By the time he came back to see me he had not only met this friend, who goes by the strange name of Galilee-
Rachel stopped reading, as though struck. She looked up. The crowd was wild around her. The singers were up from their table, reeling around, the unlucky focus of their attentions still sitting, dumbfounded by drink. Danny had secured a glass of brandy, along with something for himself, and was working his way back towards Rachel's table, but he was having difficulty weaving between the partiers. Before he could catch Rachel's eye, she looked back at the journal, half expecting the words she'd seen there to have disappeared.
But no. They were there:
-this friend, who goes by the strange name of Galilee-
It couldn't be the same man, of course. This Galilee had lived and died in an earlier age; long before the Galilee she knew had been born.
She had a few seconds before Danny reached her. Long enough to quickly scan the next few lines:
-but had tasted some generosity of his which had changed him in a fashion I cannot quite describe. He said to me that we had to go together to meet this man, and that when we 'd met I would feel to some measure the hurts I had suffered in this city undone-
"What are you reading?"
Danny was setting the drinks down on the table. Holt's words were still in Rachel's eyes-
-the hurts I had suffered in this city-
"Oh it's just an old diary."
"Family heirloom?"
"No."
-undone-
Danny sat down. "Your brandy," he said, pushing the glass in Rachel's direction.
"Thank you." She picked up the brandy and sipped. It burned a little against her lips and on her tongue. "Are you all right?" Danny said.
"Yes, I'm fine."
"You look a little shaken up."
"No… I'm just… these last few days…" She could barely put a coherent sentence together, she was so distracted by what she'd just read. "I don't want to seem rude-" she said, making a concerted effort to be articulate.
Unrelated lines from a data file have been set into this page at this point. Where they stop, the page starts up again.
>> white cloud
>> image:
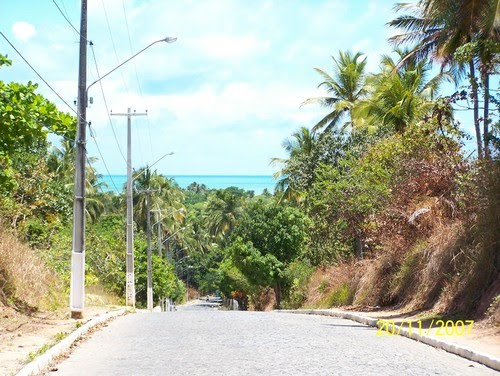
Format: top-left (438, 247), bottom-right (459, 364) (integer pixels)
top-left (187, 35), bottom-right (270, 60)
top-left (0, 0), bottom-right (418, 175)
top-left (12, 22), bottom-right (36, 42)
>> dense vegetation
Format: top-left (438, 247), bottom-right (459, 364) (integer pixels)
top-left (0, 1), bottom-right (498, 318)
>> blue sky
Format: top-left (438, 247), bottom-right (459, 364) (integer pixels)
top-left (0, 0), bottom-right (480, 176)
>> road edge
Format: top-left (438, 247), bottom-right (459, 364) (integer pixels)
top-left (16, 308), bottom-right (129, 376)
top-left (277, 309), bottom-right (500, 372)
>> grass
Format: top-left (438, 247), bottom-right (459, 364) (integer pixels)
top-left (0, 227), bottom-right (64, 311)
top-left (25, 332), bottom-right (68, 363)
top-left (325, 283), bottom-right (352, 307)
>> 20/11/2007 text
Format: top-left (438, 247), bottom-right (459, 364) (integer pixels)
top-left (376, 319), bottom-right (474, 337)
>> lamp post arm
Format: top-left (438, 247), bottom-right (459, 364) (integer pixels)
top-left (132, 151), bottom-right (175, 183)
top-left (162, 227), bottom-right (185, 244)
top-left (86, 38), bottom-right (166, 95)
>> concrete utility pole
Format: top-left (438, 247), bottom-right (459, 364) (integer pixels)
top-left (156, 213), bottom-right (162, 257)
top-left (151, 209), bottom-right (163, 257)
top-left (70, 0), bottom-right (88, 320)
top-left (137, 186), bottom-right (159, 311)
top-left (146, 190), bottom-right (152, 310)
top-left (110, 108), bottom-right (147, 307)
top-left (69, 30), bottom-right (175, 317)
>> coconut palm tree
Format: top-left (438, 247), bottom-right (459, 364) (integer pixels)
top-left (271, 127), bottom-right (318, 203)
top-left (133, 167), bottom-right (185, 232)
top-left (205, 189), bottom-right (243, 240)
top-left (360, 50), bottom-right (452, 133)
top-left (303, 51), bottom-right (368, 133)
top-left (47, 140), bottom-right (105, 223)
top-left (388, 0), bottom-right (499, 158)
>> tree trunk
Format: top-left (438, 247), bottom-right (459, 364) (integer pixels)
top-left (355, 229), bottom-right (363, 260)
top-left (273, 282), bottom-right (281, 309)
top-left (469, 59), bottom-right (483, 159)
top-left (482, 69), bottom-right (490, 160)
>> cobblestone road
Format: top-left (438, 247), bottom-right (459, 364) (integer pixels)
top-left (53, 301), bottom-right (497, 375)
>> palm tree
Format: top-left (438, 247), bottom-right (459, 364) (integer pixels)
top-left (47, 139), bottom-right (74, 182)
top-left (303, 51), bottom-right (368, 133)
top-left (271, 127), bottom-right (317, 203)
top-left (388, 0), bottom-right (499, 158)
top-left (85, 166), bottom-right (106, 223)
top-left (205, 189), bottom-right (243, 240)
top-left (47, 140), bottom-right (105, 223)
top-left (360, 50), bottom-right (451, 133)
top-left (133, 167), bottom-right (185, 232)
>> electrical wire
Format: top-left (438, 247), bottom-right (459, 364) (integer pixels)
top-left (51, 0), bottom-right (84, 39)
top-left (121, 0), bottom-right (154, 162)
top-left (52, 0), bottom-right (127, 169)
top-left (0, 90), bottom-right (76, 144)
top-left (0, 90), bottom-right (111, 195)
top-left (0, 31), bottom-right (78, 117)
top-left (100, 0), bottom-right (129, 93)
top-left (88, 124), bottom-right (121, 194)
top-left (89, 43), bottom-right (127, 163)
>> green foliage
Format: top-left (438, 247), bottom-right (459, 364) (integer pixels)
top-left (216, 257), bottom-right (252, 298)
top-left (205, 188), bottom-right (244, 240)
top-left (281, 260), bottom-right (314, 309)
top-left (234, 200), bottom-right (310, 264)
top-left (214, 200), bottom-right (310, 307)
top-left (134, 236), bottom-right (186, 306)
top-left (226, 238), bottom-right (283, 288)
top-left (0, 58), bottom-right (76, 192)
top-left (303, 51), bottom-right (368, 133)
top-left (325, 283), bottom-right (353, 307)
top-left (26, 331), bottom-right (68, 363)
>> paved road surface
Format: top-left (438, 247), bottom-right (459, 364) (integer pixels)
top-left (53, 301), bottom-right (496, 375)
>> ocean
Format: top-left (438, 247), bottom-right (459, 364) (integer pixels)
top-left (99, 175), bottom-right (276, 194)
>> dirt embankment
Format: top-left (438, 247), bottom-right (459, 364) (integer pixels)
top-left (0, 303), bottom-right (121, 376)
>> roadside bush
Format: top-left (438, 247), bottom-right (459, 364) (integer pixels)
top-left (0, 226), bottom-right (64, 311)
top-left (282, 260), bottom-right (314, 309)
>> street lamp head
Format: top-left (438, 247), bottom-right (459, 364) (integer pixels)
top-left (163, 36), bottom-right (177, 43)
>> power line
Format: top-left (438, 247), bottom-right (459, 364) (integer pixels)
top-left (121, 0), bottom-right (142, 97)
top-left (0, 31), bottom-right (78, 117)
top-left (1, 89), bottom-right (107, 195)
top-left (0, 90), bottom-right (76, 144)
top-left (100, 0), bottom-right (130, 94)
top-left (88, 124), bottom-right (121, 194)
top-left (121, 0), bottom-right (154, 162)
top-left (89, 43), bottom-right (127, 163)
top-left (52, 0), bottom-right (83, 38)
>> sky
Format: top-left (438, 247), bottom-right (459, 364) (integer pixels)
top-left (0, 0), bottom-right (479, 176)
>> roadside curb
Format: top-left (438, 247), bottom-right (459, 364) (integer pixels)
top-left (277, 309), bottom-right (500, 372)
top-left (16, 308), bottom-right (129, 376)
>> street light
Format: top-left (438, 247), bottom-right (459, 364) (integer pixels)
top-left (69, 18), bottom-right (177, 318)
top-left (161, 226), bottom-right (186, 262)
top-left (152, 208), bottom-right (185, 258)
top-left (162, 227), bottom-right (186, 245)
top-left (152, 207), bottom-right (185, 227)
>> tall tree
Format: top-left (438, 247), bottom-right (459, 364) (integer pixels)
top-left (271, 127), bottom-right (318, 203)
top-left (388, 0), bottom-right (499, 159)
top-left (205, 189), bottom-right (243, 240)
top-left (303, 51), bottom-right (368, 133)
top-left (133, 167), bottom-right (185, 232)
top-left (360, 50), bottom-right (451, 133)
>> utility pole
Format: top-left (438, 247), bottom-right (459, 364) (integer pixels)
top-left (70, 0), bottom-right (88, 320)
top-left (110, 108), bottom-right (147, 307)
top-left (146, 189), bottom-right (152, 311)
top-left (151, 209), bottom-right (163, 308)
top-left (136, 186), bottom-right (160, 311)
top-left (157, 214), bottom-right (162, 257)
top-left (151, 209), bottom-right (163, 257)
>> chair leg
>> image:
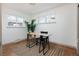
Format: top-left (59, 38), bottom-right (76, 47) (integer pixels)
top-left (47, 38), bottom-right (50, 49)
top-left (39, 42), bottom-right (41, 53)
top-left (42, 43), bottom-right (45, 55)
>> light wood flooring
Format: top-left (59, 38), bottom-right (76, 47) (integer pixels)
top-left (2, 40), bottom-right (77, 56)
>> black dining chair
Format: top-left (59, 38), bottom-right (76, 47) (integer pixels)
top-left (39, 31), bottom-right (50, 55)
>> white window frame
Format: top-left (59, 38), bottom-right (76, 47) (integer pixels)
top-left (7, 15), bottom-right (26, 28)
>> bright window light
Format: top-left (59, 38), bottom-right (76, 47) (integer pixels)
top-left (8, 16), bottom-right (16, 22)
top-left (7, 15), bottom-right (26, 27)
top-left (38, 16), bottom-right (46, 23)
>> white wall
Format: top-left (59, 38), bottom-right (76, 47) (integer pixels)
top-left (78, 6), bottom-right (79, 39)
top-left (32, 4), bottom-right (78, 48)
top-left (0, 4), bottom-right (2, 44)
top-left (2, 5), bottom-right (29, 45)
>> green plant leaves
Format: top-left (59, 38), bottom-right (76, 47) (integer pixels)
top-left (24, 19), bottom-right (36, 32)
The sooner this conversation was over, the sooner she'd be back with the journal, finding out what awaited the captain. "I've just got a lot on my mind right now. This is what I found at the apartment." She handed Danny the envelope containing letters and the photographs. He glanced around to see if anybody was looking his way, and then, a little tentatively, reached into the envelope and slid out the contents.